Lidar Finds Fish from the Air
Michael D. Wheeler
BOULDER, Colo. -- Since antiquity, man has pondered the question: How many fish are lurking in the waters below? Getting an accurate picture of a fish population is still a challenge to the fishery manager who must set catch limits so as not to deplete the stock but must avoid inflicting unnecessary economic hardship on communities that depend on fishing.
Airborne lidar promises to monitor fish populations more effectively than current sonar or direct sampling techniques. A graph of the data taken off the coast of Southern California in 1999 reveals schools of squid. Because the aircraft carrying the lidar system was flying at 75 m/s, the X-axis represents a linear survey of 4.5 km of ocean.
The traditional methods for sizing up fish populations include sonar and direct sampling, but both are limited by the costs of launching research vessels and by low sampling rates. Now researchers from the US National Oceanic and Atmospheric Administration may have found a solution in a compact, airborne lidar system.
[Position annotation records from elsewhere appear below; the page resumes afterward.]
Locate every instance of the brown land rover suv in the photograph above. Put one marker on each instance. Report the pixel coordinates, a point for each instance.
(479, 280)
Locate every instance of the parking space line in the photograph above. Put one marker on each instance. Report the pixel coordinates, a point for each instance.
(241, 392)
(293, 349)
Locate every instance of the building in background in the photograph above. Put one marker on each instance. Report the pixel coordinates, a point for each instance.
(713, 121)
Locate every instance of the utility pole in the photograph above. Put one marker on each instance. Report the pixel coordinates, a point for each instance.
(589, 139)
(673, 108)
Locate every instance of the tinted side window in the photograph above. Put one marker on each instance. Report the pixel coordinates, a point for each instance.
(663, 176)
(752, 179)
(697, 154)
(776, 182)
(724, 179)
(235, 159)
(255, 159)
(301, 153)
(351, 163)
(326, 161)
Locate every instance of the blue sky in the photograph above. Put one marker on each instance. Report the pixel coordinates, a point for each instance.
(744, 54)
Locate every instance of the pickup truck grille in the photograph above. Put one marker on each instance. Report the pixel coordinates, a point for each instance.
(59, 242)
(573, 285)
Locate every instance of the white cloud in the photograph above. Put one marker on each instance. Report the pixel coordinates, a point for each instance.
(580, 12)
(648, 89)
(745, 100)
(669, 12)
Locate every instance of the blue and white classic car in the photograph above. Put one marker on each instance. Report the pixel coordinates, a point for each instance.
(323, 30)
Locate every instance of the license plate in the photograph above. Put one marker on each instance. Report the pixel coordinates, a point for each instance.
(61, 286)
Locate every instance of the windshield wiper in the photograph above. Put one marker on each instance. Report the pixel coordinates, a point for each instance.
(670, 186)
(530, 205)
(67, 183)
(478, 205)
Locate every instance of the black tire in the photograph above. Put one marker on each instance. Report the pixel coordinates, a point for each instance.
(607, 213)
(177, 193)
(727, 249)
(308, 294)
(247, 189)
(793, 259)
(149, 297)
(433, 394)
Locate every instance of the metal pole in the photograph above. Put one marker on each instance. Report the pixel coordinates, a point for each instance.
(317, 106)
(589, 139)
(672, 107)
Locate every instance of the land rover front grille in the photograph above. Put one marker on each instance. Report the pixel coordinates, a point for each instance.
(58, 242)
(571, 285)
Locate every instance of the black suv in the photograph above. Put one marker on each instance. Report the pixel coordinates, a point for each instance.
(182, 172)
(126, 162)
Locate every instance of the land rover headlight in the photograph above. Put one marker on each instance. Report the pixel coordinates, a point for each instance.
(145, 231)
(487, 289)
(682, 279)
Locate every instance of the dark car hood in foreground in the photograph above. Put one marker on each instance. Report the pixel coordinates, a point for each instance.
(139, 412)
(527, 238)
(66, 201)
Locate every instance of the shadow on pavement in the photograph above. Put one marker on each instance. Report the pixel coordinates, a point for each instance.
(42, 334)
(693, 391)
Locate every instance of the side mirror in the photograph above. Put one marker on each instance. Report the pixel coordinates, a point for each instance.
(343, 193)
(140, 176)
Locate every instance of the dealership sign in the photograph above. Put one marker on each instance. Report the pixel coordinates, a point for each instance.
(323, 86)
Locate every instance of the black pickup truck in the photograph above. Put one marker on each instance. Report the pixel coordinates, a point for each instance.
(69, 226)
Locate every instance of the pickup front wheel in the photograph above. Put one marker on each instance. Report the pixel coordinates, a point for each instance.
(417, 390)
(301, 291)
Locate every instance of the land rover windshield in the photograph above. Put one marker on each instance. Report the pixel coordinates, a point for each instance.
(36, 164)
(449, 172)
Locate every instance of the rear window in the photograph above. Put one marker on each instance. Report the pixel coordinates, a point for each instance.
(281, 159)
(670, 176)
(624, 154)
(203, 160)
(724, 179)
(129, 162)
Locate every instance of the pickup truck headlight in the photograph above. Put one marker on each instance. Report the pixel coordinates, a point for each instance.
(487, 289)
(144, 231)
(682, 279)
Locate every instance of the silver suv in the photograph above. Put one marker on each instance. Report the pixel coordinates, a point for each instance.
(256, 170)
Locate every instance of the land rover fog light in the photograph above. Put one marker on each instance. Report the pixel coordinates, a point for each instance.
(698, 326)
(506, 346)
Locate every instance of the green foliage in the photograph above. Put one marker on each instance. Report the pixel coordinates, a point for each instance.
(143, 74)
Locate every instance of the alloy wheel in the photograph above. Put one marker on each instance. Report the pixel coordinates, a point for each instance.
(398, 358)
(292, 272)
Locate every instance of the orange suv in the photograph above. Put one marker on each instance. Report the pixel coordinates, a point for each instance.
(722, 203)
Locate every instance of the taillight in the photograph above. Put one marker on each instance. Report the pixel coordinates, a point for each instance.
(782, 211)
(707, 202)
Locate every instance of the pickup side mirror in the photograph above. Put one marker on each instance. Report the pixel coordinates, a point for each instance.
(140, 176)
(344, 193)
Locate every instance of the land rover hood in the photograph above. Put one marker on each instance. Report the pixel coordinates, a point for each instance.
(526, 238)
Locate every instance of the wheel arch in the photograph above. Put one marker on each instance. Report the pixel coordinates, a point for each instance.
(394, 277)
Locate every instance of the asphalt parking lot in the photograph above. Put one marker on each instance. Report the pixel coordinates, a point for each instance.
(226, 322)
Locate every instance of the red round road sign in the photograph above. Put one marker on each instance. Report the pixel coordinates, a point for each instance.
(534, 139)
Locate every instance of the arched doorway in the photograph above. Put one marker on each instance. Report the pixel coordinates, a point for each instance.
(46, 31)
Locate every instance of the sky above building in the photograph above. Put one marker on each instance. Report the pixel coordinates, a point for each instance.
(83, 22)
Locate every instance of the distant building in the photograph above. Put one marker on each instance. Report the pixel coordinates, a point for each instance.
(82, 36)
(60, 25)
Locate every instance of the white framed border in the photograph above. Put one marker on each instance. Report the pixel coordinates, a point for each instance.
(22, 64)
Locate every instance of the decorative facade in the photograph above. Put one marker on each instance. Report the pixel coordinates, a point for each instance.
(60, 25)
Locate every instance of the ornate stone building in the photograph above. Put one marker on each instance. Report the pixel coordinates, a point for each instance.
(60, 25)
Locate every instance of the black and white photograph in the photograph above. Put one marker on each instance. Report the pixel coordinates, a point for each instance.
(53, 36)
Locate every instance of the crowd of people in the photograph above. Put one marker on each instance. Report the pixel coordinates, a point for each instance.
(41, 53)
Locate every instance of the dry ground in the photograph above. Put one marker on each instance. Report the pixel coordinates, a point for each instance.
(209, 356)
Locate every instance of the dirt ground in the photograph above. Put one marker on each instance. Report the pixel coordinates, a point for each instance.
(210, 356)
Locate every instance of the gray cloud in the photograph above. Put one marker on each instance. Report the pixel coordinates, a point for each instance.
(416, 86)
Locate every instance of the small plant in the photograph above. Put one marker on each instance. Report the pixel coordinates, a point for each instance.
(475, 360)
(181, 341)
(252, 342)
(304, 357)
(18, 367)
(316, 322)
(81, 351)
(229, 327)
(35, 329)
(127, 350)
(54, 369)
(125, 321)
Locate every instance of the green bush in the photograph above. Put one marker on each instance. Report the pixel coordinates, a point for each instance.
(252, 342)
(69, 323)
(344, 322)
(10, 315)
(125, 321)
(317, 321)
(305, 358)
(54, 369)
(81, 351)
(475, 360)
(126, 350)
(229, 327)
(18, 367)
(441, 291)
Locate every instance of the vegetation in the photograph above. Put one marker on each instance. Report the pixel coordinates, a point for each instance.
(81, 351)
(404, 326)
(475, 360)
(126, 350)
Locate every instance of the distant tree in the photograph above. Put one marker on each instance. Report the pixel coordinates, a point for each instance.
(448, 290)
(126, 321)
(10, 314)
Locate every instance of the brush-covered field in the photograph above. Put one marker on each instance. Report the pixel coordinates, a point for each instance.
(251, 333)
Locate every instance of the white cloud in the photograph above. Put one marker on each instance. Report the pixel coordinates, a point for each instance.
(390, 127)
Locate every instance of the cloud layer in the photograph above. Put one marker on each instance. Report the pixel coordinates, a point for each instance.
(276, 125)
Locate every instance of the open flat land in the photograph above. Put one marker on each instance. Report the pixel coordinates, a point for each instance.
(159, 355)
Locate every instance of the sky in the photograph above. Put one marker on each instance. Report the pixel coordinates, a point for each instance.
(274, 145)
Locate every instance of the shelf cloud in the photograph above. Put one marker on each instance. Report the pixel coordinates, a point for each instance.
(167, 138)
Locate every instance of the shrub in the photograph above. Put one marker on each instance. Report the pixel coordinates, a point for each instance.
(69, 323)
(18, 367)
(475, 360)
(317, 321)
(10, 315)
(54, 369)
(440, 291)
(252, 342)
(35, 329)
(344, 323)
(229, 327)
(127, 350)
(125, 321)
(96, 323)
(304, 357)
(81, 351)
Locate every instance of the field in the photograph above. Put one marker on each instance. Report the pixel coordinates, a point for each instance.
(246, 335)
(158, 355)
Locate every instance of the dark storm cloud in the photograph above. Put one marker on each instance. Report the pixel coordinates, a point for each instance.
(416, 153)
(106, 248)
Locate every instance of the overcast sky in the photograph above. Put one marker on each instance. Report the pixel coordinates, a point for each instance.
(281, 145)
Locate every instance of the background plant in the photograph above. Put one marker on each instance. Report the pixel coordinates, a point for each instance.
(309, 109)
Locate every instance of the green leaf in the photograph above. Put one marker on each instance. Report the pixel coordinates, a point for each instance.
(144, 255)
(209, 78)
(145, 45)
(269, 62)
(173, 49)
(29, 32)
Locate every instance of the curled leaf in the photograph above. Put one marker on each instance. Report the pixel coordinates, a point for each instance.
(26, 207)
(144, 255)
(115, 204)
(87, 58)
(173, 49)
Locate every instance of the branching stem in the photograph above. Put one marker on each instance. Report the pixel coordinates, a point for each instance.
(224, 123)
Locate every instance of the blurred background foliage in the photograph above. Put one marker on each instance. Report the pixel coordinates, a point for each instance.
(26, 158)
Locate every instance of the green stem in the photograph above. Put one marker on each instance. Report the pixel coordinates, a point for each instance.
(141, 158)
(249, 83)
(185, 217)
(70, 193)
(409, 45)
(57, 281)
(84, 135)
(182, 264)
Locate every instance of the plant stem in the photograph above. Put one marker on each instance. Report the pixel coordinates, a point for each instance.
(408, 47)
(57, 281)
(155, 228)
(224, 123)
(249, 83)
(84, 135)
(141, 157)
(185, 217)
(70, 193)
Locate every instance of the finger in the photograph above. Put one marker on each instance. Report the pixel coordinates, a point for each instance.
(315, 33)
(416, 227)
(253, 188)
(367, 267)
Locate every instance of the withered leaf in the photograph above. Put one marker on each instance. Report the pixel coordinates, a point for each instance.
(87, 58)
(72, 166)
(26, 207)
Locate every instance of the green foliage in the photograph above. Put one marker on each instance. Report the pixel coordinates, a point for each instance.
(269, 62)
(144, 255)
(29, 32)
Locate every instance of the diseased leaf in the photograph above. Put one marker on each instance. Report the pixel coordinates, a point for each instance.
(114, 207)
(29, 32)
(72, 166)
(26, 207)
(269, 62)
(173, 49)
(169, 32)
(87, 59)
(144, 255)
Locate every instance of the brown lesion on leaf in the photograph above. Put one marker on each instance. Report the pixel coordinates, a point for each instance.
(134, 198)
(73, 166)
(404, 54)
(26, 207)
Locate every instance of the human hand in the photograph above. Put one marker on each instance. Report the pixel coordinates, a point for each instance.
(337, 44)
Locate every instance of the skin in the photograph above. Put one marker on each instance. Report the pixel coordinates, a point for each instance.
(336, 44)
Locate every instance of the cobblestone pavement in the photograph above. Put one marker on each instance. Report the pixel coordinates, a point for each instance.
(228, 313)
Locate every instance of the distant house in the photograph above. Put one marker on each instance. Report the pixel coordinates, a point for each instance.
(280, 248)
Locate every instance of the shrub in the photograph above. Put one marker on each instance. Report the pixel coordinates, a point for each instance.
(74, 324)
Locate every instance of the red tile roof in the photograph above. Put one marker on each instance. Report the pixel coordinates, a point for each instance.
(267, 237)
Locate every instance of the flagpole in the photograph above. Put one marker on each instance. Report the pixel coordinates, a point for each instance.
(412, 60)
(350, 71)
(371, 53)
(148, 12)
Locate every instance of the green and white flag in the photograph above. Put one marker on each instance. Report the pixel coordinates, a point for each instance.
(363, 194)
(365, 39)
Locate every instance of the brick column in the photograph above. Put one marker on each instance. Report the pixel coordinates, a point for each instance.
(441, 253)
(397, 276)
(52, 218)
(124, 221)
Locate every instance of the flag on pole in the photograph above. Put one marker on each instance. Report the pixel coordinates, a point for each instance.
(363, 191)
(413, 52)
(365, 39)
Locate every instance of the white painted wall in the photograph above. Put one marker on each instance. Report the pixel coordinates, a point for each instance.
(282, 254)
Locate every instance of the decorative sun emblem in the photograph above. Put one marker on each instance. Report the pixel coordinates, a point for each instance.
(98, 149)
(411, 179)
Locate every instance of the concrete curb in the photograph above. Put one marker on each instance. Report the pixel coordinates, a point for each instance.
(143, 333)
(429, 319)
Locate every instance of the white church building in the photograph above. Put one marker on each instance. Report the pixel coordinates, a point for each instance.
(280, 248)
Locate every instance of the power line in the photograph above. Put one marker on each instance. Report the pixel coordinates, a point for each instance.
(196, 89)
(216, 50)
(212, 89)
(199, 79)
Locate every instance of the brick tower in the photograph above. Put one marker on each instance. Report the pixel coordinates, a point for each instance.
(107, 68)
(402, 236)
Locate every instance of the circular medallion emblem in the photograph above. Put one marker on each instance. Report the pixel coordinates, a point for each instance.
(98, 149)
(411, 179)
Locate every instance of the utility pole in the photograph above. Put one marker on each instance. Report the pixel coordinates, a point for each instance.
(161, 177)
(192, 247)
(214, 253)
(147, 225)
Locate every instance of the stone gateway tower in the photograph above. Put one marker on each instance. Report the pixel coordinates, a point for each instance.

For the setup, the team needed a light source that could penetrate coastal waters. It also had to be commercially available and rugged enough to operate aboard a small aircraft. The group settled on a flashlamp-pumped, frequency-doubled, Q-switched Nd:YAG laser.
"This laser is very nearly perfect for our application," said James H. Churnside, a researcher on the project. "The wavelength is very close to the wavelength with the greatest depth penetration in coastal waters, where most of the fish live. The normal Q-switched pulse length provides about a meter of depth resolution, which is sufficient for profiling most fish schools."
Faster, cheaper, better
The researchers tested the lidar system off the coasts of Southern California and the Iberian Peninsula and over Puget Sound. They also deployed a research vessel to map the same areas using acoustics and direct sampling to verify the data collected from the air. They discovered that the lidar is effective in gathering information not only about the fish populations, but also about plankton layers. Moreover, it could discriminate between schools of fish and whales.
"The main advantage over ship surveys is the cost," Churnside said. The hourly operating costs of a small plane and a research vessel are roughly equivalent, but the aircraft's cost per mile is much lower because it covers a greater distance in the same amount of time. The slow speed of a ship also leads to less accurate results because the distribution of fish may change between the beginning and end of a survey. Another advantage to the airborne system is that fish do not avoid aircraft as they sometimes do ships.
The group is still working on tweaking the system, with the goal of improving the signal processing to better distinguish between fish and other objects that scatter light. Details of the research appear in the March issue of Optical Engineering.